Quatre femmes, donc, là où il y en avait peu, voire carrément pas: au lendemain de la Deuxième Guerre mondiale, on veut plus que jamais rebâtir, imaginer la ville de demain, mais c’est encore un métier d’hommes.
Voilà donc que débarquent les Phyllis Lambert, Blanche Lemco van Ginkel, Cornelia Hahn Oberlander et Denise Scott Brown, toutes architectes, et toutes toujours aussi rêveuses d’une ville à échelle humaine, une ville qui respire, où l’on peut jouer, découvrir, prendre le temps d’exister. Elles ont eu leurs combats, dont la préservation de South Street, à Philadelphie, ou encore le mouvement qui a fait capoter le projet de carrément raser le Vieux-Montréal pour y faire passer une autoroute sur De la Commune. Au-delà de cela, surtout, elles ont fait leur place et continuent de marquer les esprits avec leurs rêves et leurs projets, même si le corps a bien souvent déjà montré des signes de fatigue.
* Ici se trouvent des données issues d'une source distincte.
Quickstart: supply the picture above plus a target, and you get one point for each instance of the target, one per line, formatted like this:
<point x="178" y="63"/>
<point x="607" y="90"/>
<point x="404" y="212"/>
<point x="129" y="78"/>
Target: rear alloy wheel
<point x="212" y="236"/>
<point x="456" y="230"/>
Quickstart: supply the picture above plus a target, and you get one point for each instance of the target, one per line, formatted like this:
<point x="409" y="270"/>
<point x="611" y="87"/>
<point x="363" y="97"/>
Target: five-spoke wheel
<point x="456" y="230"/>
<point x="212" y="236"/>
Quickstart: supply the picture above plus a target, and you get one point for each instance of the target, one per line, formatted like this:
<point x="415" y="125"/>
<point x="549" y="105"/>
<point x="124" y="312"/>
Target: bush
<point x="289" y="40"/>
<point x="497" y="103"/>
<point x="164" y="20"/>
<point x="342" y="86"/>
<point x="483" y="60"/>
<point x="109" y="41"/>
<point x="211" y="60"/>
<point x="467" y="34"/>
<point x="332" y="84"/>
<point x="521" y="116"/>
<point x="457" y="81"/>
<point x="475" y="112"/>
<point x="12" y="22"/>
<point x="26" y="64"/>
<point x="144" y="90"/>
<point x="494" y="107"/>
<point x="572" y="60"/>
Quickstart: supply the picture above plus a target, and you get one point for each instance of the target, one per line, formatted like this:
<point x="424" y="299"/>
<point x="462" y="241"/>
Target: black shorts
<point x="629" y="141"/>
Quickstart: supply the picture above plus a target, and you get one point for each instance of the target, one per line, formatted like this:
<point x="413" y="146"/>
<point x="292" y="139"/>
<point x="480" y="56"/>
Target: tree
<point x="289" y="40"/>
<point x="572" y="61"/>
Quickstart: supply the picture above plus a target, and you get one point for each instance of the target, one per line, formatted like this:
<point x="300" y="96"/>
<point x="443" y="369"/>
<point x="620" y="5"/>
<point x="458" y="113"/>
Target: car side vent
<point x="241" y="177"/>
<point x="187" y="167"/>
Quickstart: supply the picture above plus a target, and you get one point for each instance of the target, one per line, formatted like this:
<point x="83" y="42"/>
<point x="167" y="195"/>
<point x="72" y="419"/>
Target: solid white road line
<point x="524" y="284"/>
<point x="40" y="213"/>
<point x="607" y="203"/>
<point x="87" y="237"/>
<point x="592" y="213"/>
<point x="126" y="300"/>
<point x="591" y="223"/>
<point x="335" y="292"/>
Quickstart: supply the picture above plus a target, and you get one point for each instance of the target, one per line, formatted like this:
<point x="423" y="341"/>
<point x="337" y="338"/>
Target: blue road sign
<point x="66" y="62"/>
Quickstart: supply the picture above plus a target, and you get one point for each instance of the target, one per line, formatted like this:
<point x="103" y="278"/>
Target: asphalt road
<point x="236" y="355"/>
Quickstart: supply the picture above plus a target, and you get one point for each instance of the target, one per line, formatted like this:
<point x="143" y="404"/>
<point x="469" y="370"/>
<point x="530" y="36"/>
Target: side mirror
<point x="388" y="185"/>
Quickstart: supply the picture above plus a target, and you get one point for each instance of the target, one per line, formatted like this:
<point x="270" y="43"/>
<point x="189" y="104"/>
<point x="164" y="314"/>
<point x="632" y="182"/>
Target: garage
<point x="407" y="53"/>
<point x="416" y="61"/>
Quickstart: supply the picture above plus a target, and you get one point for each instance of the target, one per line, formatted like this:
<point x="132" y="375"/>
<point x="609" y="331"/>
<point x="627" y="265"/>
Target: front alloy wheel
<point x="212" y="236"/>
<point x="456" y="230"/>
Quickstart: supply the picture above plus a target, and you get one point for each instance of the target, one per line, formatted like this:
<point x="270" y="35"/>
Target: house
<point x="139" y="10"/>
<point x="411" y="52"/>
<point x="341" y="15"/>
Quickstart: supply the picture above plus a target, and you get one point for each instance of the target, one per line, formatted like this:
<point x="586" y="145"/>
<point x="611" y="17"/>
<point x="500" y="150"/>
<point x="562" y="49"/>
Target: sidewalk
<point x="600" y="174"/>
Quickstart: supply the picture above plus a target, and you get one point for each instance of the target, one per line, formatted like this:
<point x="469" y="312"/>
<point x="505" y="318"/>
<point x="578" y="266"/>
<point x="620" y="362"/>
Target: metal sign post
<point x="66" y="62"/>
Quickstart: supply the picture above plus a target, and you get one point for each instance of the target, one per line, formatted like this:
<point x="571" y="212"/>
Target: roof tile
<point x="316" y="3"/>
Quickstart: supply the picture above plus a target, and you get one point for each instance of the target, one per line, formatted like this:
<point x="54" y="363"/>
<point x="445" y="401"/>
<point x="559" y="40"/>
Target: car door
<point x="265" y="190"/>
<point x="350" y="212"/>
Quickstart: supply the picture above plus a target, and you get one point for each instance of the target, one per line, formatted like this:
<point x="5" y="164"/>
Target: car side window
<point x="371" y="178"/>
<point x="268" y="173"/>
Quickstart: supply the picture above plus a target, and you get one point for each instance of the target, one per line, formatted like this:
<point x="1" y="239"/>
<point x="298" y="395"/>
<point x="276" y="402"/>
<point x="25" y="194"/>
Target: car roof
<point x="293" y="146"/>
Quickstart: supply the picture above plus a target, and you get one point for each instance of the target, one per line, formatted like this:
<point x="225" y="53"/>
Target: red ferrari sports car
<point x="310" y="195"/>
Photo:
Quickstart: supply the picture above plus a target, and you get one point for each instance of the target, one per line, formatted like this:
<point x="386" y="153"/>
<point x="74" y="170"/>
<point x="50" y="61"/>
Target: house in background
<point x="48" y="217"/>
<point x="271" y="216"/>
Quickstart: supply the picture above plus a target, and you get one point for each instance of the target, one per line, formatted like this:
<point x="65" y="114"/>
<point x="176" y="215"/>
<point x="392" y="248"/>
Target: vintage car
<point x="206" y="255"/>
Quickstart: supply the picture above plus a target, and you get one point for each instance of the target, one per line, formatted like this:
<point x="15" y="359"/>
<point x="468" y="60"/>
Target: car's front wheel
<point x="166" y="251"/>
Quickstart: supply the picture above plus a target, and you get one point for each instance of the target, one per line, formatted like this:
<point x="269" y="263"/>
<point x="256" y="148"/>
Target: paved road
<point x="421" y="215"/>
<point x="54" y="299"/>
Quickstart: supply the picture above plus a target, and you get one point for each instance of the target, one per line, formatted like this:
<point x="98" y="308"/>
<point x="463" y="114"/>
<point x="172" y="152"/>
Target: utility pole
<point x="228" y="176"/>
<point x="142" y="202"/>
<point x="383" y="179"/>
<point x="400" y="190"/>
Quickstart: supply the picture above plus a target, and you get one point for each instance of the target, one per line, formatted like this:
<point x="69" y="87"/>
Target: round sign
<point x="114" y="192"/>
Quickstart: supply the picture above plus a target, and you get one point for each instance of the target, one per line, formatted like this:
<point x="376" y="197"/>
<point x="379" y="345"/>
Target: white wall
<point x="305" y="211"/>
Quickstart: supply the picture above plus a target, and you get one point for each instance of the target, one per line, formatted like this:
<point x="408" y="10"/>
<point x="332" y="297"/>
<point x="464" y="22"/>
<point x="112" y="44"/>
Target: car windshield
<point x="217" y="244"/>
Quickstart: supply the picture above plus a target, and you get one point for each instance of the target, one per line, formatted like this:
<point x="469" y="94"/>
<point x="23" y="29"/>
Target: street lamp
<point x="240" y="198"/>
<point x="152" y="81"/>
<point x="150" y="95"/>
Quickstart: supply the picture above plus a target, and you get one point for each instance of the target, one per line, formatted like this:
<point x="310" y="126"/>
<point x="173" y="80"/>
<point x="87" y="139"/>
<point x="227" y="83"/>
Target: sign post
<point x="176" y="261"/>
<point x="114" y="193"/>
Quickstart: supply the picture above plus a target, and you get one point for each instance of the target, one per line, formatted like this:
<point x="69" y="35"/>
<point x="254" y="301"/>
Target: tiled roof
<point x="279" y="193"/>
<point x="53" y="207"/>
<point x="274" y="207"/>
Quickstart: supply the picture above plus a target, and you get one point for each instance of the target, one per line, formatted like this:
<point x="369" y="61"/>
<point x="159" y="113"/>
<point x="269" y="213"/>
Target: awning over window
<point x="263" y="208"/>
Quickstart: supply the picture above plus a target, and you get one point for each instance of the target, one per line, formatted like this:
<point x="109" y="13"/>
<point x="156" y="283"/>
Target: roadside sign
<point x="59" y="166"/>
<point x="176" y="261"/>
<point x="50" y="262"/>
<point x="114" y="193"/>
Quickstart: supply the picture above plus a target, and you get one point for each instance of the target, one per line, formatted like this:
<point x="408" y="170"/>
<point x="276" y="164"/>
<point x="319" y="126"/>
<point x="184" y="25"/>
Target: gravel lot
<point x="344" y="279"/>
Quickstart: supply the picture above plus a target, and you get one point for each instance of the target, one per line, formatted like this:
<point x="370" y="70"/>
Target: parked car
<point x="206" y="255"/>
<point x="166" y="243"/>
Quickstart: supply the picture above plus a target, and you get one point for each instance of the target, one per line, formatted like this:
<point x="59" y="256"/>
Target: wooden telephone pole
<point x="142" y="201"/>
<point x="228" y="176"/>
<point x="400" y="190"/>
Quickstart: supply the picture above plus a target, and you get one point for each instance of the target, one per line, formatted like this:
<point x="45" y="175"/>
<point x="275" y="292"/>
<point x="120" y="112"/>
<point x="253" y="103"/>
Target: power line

Le documentaire, signé Joseph Hillel, emboîte le pas de ses quatre personnages principaux et fait en quelque sorte l’éloge de la lenteur. Car une ville n’est pas seulement un condominium en carton acheté à vil prix non loin d’une autoroute, où l’on s’entasse avec ses possessions pour espérer ensuite le revendre, en passant sa vie dans son auto, sans doute inévitablement dans les embouteillages. La ville, c’est parfois être confiné dans un logement de taille réduite, soit, mais avec un parc à proximité, avec des commerces à quelques pas, avec des arbres qui permettent de lutter contre les îlots de chaleur, avec du transport collectif accessible et des voisins accueillants.
Au-delà de la vision d’une ville idéale, on voit toutefois pointer quelques touches de gris. À Philadelphie, la South Street a été préservée du pic des démolisseurs, mais le cachet des vieux immeubles décrépits laisse parfois place à des tours modernes. À Montréal, le Centre canadien de l’architecture entre autres conçu par Phyllis Lambert est situé à proximité d’une autoroute. À Vancouver, la place publique conçue par l’une des protagonistes tombe peu à peu dans l’oubli, sale et mal entretenue.
Oui, il y a de l’espoir: les gouvernements sont de plus en plus nombreux à comprendre l’utilité de préserver le patrimoine bâti, gardant ainsi en vie un pan de l’histoire des cités. Le chemin sera long, mais Rêveuses de villes indique hors de tout doute que la relève est là, la tête emplie de grands projets audacieux qui sauront, on l’espère, faire la part belle à l’architecture, la vraie, et non pas simplement aux tours de béton construites à la hâte pour faciliter le métro-boulot-condo. Un film essentiel pour toute personne qui se prend à rêver à des cités d’avenir.